Le Nicolas Sarkozy que je soutiens, c'est celui qui a écrit une biographie de Georges Mandel, ministre juif assassiné par la milice de Vichy en 1944, choix qui n'est pas sans signification.
Le Nicolas Sarkozy que je soutiens, c'est celui qui est entré seul dans la classe d'école de Neuilly où Human Bomb, avec sa ceinture de dynamite, tenait en otage les enfants de la classe.
Le Nicolas Sarkozy que je soutiens, c'est celui qui se présente comme un Français au sang mêlé, sans renier ses origines, celui qui a aboli la double peine, qui est capable d'avoir une politique équilibrée sur l'immigration même si j'en désapprouve certains aspects actuels, tels que les opérations de police à l'école contre les enfants clandestins.
Le Nicolas Sarkozy que je soutiens c'est celui qui préconise une discrimination positive pour permettre aux enfants des quartiers difficiles et des ZEP d'accéder à l'enseignement supérieur, comme le fait Sciences Po.
Le Nicolas Sarkozy que je soutiens, c'est celui qui a compris que, dans la compétition de plus en plus mondiale et de plus en plus dure, il faut encourager à travailler plus et mieux.
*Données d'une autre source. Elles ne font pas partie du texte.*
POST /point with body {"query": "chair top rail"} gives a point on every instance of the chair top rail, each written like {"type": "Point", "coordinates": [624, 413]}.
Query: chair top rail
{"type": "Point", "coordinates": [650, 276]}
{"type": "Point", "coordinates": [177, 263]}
La taxe à la valeur ajoutée, c'est bien. Mais la prime à la valeur ajoutée, c'est mieux !
Le Nicolas Sarkozy que je soutiens, c'est celui qui a foi en l'Europe, et dont j'espère qu'une fois élu, il invitera son opposition et sa majorité à préparer ensemble la sortie du non français au référendum, afin d'avoir une légitimité nationale lorsque la France présidera l'Union européenne en janvier 2008.
Il y a des moments où l'intérêt national doit primer sur l'intérêt partisan. Tel est bien le cas aujourd'hui si l'on veut que la France rassemble l'ensemble de ses forces pour se mettre enfin à vivre à l'heure de la planète et pour rejoindre le peloton de tête des nations en progrès.